- Education: Brown University (ScB) Brown University (MD) University of Washington (MPH) University of Washington (PhD)

= Charles N. Mock =

American physician and epidemiogist

Charles N. Mock is a professor of Global Health, Surgery, and Epidemiology at the University of Washington and expert on injury prevention and trauma care in low- and middle-income countries.

== Education ==
Mock earned his bachelor's in biology from Brown University in 1977, and after graduating from Brown's Alpert Medical School in 1980, remained in Rhode Island to complete his residency at Rhode Island Hospital. He later completed a fellowship in surgery at Harborview Medical Center.

Mock became board certified in surgery in 1989, and surgical critical care in 1992, both by the American Board of Surgery. He earned a Master's in Public Health in 1994 from University of Washington and his PhD in epidemiology, also from the University of Washington, in 1997.

== Career ==
In 2005, Charles Mock was named the Director of the Harborview Injury Prevention Research Center (HIPRC) at the University of Washington in Seattle, stating that his three goals for the center were: to support the work already being done by the researchers there, to be more involved with local communities and governments to employ proven injury-control strategies, and to increase the center's international reach. Mock held a joint appointment at UW as Professor in the Department of Surgery at the School of Medicine and Professor in the Department of Epidemiology at the School of Public Health. While at UW, Mock co-edited Guidelines for Essential Trauma Care, published by the World Health Organization in 2004.

In March 2007, Mock relocated to serve as a medical officer in the Department of Violence and Injury Prevention at the World Health Organization, and was in charge of developing the WHO's activities on emergency trauma care and burn prevention/treatment. His responsibilities also included pre-hospital care and the development of the trauma and emergency care services network.

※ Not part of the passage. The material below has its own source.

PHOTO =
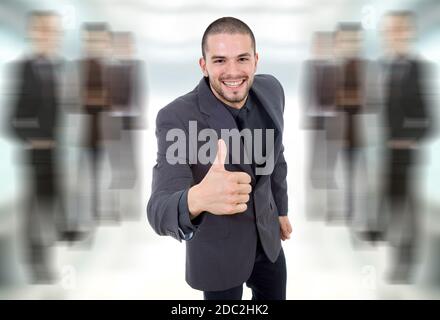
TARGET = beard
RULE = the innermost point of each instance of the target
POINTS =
(232, 96)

Mock has served as the Chair of the Working Group for Essential Trauma Care of the International Society of Surgery (a Society collaboration with the WHO), seeking to improve the care of injured patients. He has also served on the American College of Surgeons Committee on Trauma.

== Research ==
Mock's has various research interests spanning the spectrum of injury control activities, particularly focused on those in low- and middle-income countries. He has extensively with collaborators in Ghana, India, Mexico and Vietnam.

He has served as the Project Director and Series Editor for Disease Control Priorities 3 (DCP3), in which he also co-authored numerous chapters, articles, and reports.

Mock was the lead on the study that developed the WHO Trauma Care Checklist, a simple tool designed for use in emergency units which emphasizes the key elements of life-saving care for injuries. The checklist was tested through a large global collaboration of countries from all income levels, and was found to be appropriate for use in any emergency care setting and easily locally adapted.

== Personal life ==
Mock speaks Spanish, Portuguese, and French.